Prof. Dr. Necip Atar, “Kalp krizi riski yüksek olan hastaların toplar damarlarından alınan kan örneklerinden kardiyak spesifik troponin’in anlık tayini için geliştirilen elektrokimyasal temelli biyosensör; yapısal yönden grafene benzeyen, kararlılığı yüksek ve düşük yoğunluklu hegzagonal bor nitrür kuantum noktacıkları ile moleküler baskılanmış polimerden oluşan kompozit malzeme içermektedir.” dedi.

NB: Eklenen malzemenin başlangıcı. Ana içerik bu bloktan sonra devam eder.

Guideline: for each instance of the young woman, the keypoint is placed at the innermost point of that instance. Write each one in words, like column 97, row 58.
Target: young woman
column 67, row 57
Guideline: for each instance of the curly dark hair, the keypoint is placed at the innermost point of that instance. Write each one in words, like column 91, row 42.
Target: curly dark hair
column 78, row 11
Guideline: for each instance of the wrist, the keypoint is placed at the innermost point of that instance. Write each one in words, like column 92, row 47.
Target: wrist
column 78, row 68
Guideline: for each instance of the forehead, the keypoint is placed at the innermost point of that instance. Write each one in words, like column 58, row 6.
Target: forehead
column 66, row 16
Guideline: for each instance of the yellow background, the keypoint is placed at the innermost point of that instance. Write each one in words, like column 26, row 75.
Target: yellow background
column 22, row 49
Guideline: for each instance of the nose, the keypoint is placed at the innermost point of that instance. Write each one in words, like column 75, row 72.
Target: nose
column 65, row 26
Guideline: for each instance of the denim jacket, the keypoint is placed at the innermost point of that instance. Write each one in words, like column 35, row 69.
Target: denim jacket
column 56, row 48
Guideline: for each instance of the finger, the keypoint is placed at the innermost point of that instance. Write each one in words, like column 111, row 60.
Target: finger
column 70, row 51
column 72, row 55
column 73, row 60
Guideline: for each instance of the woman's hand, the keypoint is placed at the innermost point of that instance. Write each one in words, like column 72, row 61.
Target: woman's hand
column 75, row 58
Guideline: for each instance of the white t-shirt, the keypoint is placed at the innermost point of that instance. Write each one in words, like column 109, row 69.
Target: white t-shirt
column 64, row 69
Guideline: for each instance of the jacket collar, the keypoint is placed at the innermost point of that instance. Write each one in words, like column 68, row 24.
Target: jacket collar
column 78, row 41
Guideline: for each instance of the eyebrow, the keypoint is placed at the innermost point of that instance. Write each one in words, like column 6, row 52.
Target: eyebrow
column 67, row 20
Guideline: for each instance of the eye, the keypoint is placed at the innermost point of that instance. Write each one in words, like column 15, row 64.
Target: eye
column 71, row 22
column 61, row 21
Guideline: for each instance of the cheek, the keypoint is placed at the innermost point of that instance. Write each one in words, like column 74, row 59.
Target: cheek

Kalp Krizi Riski Önceden Tahmin Edilecek
Prof. Dr. Necip Atar, biyosensörün yüksek seçicilik ve hızlı analizi beraberinde getirdiğini vurguladı. Prof. Dr. Atar, konuşmasında şunlara yer verdi: “Hegzagonal bor nitrür kuantum noktacıkları ile troponin I baskılanmış polimerlerin çalışma (indikatör) elektrotu olarak kullanılan camsı karbon elektrotu yüzeyine tutturulmasıyla kan ortamında yüksek seçicilikte, hassasiyette ve hızlı bir voltammetrik analizi mümkün hale getirilmiştir. Ayrıca geliştirilen elektrokimyasal biyosensörün validasyon çalışmaları da -kararlılık, doğrusallık aralığı, gözlenebilme sınırı (LOD), tayin sınırı (LOQ), gün içi, günler arası kesinlik ve doğruluk, sağlamlık, seçicilik, tutarlılık, tekrarlanabilirlik testleri- yapılarak troponin’in hızlı tayini için tıp dünyasında geçerliliği ve güvenilirliği yüksek bir biyosensör geliştirilmiştir.”
Prof. Dr. Necip Atar, “Geliştirilen elektrokimyasal biyosensörün, şimdiye kadar kullanılan Troponin kan testlerinden önemli bir farklılık ve avantajlar içerdiğini bundan dolayı seçiciliği yüksek ve hızlı cevap alabilen biyosensörün kalp krizi gibi önemli sağlık risklerini önceden tahmin ederek ölüm riskinin azalması ve ayrıca tedaviye başlama zamanı ile uygun tedavinin uygulanması konusunda yol gösterici olacak.” diye konuştu.
Prof. Dr. Atar, son olarak Rektör Prof. Dr. Hüseyin Bağ’ın bilimsel çalışmalara önem verdiğini belirterek bu anlamdaki destekleri için teşekkür etti.